The arrangement is in order of hierarchy from most parent face to least after each successive truncation. An alternative arrangement would ensure if the cube and dodecahedron were taken as parent solids.
A single nuclear sphere totally surrounded by equal and similar spheres has only twelve degrees of freedom for other spheres to touch it simultaneously. This arrangement of thirteen spheres in its most regular pattern is known as the
cuboctahedron or
dymaxion. On the two previous pages it has been shown that there are six truncations respectively of the regular octahedron and icosahedrons. These twelve figures together with the one possible truncation of the regular tetrahedron give the thirteen finite Archimedean solids. The definition of an Archimedean or semi-regular solids requires that all its vertices lie in the surface of a circumscribing sphere. Thus the thirteen circumspheres of the Archimedean solids can be grouped in regular cuboctahedron or dymaxion pattern that is the twelve spheres representing the possible truncations of the octahedron or icosahedron around the unique truncation of the tetrahedron. This truncation of tetrahedron has the opposite property of reflecting the twelve degrees of freedom in being the only semi-regular solid figure with twelve.
As with the platonic or regular solids, there are duals to each of the Archimedean or semi-regular. The center-point of each face of each of the Archimedean solids is the vertex of the dual. Each of the solids and its dual come into correspondence when the centre points of their respective edges (crossing at 90 degrees) lie in the surface of a common sphere, known as the intersphere. The full numerical value of the inspheres, interspheres and circumspheres for these figures.

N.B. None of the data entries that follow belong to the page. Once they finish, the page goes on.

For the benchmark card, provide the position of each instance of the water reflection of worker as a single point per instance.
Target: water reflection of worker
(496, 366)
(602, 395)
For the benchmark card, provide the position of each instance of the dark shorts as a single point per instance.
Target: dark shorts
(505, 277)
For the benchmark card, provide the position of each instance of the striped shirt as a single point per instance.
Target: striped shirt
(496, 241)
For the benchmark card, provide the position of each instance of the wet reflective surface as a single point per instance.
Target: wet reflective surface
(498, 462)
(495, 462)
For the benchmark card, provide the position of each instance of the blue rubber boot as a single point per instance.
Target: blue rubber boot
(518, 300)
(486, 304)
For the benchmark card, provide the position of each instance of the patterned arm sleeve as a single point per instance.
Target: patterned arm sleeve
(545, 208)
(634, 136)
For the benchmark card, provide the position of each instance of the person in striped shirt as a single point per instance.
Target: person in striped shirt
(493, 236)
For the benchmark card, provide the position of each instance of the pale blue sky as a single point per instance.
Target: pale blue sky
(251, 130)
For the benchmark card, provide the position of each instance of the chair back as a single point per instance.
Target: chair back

Figure 2 shows the twelve spheres close packed around an equal and similar nuclear sphere.
Figure 3 shows the twelve spheres closed into icosahedral pattern after the removal of the nucleus.
In figure 4, the icosahedral grouping is shown expanded, each of the spheres containing the respective dual of the Archimedean solids represented in figure 1.
The six duals of the octahedral family are shown in the top half of the diagram, those of the icosahedral family in the bottom half.
In the configuration the two families of symmetry separate out into an above and below reflection of six.